それにですね。こんな私でも日々溺れかけるほどの愛情を注がれて過ごせば、それなりのスキルも身に付くものでして……
私はアレンの肩に頭を凭せ掛けました。私が、ええ、わたくし、リゼット・コンスタンス・ベンフォードが!
「アレン……私がいるわ」
「……リコ?」
私がいたら何だって言うのか?自分でもよくわかりませんが、こういう時は何となく雰囲気を出しておけば良いのです。
「大好きよ……」
リアンの『おとう、チライ!』問題にはかすりもしていないにも関わらず、アレンはまんまと身体をビクリと震わせました。
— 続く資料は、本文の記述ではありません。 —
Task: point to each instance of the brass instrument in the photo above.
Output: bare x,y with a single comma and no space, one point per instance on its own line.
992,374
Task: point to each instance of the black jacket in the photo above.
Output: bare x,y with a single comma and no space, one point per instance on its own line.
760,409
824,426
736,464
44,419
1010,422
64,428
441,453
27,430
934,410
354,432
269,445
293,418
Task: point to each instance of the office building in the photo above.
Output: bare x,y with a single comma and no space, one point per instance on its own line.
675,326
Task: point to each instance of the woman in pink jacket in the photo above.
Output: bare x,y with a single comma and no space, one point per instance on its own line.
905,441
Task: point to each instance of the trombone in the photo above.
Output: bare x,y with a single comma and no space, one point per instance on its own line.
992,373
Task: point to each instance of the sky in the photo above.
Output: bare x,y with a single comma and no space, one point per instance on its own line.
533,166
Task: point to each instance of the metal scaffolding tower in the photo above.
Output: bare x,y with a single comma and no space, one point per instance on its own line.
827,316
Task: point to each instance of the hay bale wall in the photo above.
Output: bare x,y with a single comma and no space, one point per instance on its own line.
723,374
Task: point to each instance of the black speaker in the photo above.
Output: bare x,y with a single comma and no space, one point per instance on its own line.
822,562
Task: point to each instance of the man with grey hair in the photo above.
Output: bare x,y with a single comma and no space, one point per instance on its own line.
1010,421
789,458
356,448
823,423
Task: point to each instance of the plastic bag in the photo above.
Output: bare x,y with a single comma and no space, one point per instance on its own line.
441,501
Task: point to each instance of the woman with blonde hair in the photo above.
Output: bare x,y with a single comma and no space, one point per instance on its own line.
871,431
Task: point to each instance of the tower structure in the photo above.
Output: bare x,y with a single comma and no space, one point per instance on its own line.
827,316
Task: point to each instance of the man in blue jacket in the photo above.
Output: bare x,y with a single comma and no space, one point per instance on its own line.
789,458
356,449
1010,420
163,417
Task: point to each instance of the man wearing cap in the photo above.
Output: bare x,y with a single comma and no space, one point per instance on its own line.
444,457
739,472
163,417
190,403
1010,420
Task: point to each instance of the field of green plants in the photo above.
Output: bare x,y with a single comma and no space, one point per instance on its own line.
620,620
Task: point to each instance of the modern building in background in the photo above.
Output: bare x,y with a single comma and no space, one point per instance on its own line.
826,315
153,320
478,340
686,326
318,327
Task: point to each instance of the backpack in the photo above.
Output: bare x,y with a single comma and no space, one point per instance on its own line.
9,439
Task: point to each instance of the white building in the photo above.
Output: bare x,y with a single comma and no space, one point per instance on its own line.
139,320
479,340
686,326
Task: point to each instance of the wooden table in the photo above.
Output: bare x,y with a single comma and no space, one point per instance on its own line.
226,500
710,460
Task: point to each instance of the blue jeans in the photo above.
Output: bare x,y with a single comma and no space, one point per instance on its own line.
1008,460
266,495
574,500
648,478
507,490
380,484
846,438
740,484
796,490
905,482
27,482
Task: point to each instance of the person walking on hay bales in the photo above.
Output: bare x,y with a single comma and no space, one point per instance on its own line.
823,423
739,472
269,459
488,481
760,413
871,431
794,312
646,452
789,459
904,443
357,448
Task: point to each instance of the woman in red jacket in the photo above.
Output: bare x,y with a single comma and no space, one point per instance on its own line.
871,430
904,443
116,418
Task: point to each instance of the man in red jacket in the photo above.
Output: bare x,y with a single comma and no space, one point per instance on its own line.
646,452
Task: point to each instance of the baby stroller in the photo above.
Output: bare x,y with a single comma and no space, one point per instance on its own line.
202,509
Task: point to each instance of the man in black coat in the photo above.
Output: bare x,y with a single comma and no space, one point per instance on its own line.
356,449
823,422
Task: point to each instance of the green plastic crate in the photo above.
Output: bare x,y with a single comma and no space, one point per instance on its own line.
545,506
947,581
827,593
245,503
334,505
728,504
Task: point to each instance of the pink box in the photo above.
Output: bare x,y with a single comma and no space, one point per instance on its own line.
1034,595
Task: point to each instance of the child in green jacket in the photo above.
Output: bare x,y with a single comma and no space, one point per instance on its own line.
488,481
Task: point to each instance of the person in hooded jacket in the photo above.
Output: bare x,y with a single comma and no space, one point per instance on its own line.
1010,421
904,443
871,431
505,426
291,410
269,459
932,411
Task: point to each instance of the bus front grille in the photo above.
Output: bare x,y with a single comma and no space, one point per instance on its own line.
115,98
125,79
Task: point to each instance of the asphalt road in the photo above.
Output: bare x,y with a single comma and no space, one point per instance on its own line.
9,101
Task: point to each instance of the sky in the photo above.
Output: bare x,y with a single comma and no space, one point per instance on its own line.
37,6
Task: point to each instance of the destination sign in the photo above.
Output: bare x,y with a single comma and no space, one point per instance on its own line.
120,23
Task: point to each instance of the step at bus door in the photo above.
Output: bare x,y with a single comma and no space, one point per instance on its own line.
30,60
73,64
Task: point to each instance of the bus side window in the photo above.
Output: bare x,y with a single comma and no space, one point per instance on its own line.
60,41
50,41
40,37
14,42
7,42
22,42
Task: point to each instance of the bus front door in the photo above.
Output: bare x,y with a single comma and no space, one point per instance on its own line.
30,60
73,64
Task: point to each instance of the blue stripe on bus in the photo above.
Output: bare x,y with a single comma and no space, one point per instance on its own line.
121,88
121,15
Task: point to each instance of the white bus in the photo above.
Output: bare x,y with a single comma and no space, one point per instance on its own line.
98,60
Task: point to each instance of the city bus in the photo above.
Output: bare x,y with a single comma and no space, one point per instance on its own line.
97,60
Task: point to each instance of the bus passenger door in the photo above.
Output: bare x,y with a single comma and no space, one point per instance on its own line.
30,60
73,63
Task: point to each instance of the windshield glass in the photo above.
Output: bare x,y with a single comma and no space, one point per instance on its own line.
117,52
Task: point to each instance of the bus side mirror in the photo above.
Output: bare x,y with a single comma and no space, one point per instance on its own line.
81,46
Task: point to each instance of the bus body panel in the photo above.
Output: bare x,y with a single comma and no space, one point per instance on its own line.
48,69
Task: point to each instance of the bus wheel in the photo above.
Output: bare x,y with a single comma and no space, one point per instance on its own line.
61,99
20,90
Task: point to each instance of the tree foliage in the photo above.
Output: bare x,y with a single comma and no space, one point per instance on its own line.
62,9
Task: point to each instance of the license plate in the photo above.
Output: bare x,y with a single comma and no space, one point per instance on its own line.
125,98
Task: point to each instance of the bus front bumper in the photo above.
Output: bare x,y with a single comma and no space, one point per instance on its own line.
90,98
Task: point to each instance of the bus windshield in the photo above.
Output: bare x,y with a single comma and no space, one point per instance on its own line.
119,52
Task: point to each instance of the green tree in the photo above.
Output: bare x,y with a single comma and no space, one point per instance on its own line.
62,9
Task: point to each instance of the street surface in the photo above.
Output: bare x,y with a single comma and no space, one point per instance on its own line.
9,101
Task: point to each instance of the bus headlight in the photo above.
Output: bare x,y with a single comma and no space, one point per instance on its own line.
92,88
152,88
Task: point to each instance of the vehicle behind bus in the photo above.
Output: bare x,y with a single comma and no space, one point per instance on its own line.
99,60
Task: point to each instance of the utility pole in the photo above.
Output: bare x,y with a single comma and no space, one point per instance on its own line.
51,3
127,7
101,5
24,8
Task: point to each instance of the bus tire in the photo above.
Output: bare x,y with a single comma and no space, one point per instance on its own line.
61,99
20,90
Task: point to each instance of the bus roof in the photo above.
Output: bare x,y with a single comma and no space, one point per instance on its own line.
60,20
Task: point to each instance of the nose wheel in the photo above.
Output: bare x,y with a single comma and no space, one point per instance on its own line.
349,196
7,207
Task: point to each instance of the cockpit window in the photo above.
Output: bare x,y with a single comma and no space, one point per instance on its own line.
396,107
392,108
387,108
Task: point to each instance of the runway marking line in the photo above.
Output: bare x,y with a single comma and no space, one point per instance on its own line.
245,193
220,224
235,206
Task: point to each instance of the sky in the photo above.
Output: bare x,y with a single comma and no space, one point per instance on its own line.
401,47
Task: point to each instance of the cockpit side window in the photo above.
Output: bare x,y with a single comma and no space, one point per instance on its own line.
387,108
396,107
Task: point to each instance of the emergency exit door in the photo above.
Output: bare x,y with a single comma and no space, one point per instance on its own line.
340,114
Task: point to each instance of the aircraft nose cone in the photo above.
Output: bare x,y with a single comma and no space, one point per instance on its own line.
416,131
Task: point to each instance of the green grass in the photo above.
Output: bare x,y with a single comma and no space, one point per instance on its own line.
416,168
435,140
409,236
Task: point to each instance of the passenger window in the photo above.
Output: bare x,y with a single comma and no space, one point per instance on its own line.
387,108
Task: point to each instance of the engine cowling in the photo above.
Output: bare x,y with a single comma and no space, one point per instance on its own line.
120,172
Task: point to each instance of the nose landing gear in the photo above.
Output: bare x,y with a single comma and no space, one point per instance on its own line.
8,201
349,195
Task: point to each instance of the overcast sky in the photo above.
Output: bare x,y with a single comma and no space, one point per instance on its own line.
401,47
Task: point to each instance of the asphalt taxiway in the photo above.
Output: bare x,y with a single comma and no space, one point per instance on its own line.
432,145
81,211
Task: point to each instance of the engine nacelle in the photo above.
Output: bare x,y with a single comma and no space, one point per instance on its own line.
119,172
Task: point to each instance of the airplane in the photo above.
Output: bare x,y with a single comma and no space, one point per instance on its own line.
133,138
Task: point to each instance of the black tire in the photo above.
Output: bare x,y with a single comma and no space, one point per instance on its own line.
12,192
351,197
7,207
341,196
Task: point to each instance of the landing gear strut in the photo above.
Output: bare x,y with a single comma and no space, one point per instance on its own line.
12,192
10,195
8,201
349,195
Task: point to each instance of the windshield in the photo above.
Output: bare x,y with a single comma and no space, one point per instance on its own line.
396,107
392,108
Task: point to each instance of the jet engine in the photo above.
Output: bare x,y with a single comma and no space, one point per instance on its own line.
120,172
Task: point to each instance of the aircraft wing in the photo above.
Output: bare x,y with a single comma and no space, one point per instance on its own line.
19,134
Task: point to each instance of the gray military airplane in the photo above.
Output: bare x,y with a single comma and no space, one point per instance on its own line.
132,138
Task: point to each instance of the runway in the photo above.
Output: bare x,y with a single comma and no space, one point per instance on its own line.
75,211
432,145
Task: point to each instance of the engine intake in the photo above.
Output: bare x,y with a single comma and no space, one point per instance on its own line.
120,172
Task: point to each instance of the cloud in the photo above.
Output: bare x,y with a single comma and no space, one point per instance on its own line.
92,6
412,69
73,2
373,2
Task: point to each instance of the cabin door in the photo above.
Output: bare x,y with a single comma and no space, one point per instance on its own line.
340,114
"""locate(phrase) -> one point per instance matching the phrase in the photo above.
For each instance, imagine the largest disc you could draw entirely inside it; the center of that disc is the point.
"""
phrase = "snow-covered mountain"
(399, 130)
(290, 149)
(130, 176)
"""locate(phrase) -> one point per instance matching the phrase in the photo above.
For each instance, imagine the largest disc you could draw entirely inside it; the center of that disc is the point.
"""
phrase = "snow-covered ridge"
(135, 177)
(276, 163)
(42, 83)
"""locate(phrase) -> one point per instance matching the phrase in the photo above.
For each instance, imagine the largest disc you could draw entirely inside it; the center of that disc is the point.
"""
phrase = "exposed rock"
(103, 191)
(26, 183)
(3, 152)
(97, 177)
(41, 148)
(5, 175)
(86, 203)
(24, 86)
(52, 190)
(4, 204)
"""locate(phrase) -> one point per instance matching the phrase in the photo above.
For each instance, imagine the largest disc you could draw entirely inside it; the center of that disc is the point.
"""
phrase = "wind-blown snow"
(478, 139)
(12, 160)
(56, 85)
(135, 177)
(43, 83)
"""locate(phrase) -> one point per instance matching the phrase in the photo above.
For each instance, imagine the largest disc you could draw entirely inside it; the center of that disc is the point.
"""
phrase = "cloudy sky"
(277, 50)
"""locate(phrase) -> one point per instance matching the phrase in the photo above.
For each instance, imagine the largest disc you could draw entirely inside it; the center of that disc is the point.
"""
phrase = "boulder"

チョロいな。でもね、冷静沈着が服着て歩いているようなヤツだと言われる美形の近衛騎士が、泣き虫でチョロいだなんて可愛いったらないじゃありませんか!
思わずニヤけそうになったその時、アレンはいきなり早足で歩き始めました。脇目も振らずにたどり着いた寝室のドアを慌ただしく開きもっと慌ただしく閉め、私はポイッとベッドに投げ出されました。
やられた!アレンめ、これを狙ってわざとイジイジしていやがったのか!
文句を言おうにも既に私のお口はアヒルちゃんにされています。悔しいがアレンの連発デコちゅーを甘んじて受け入れるしかありません。
やれやれ。どうやら私はまだまだ未熟者で、今後もアレンのだだ漏れの愛情を受け止め鍛錬しなきゃならないようですね。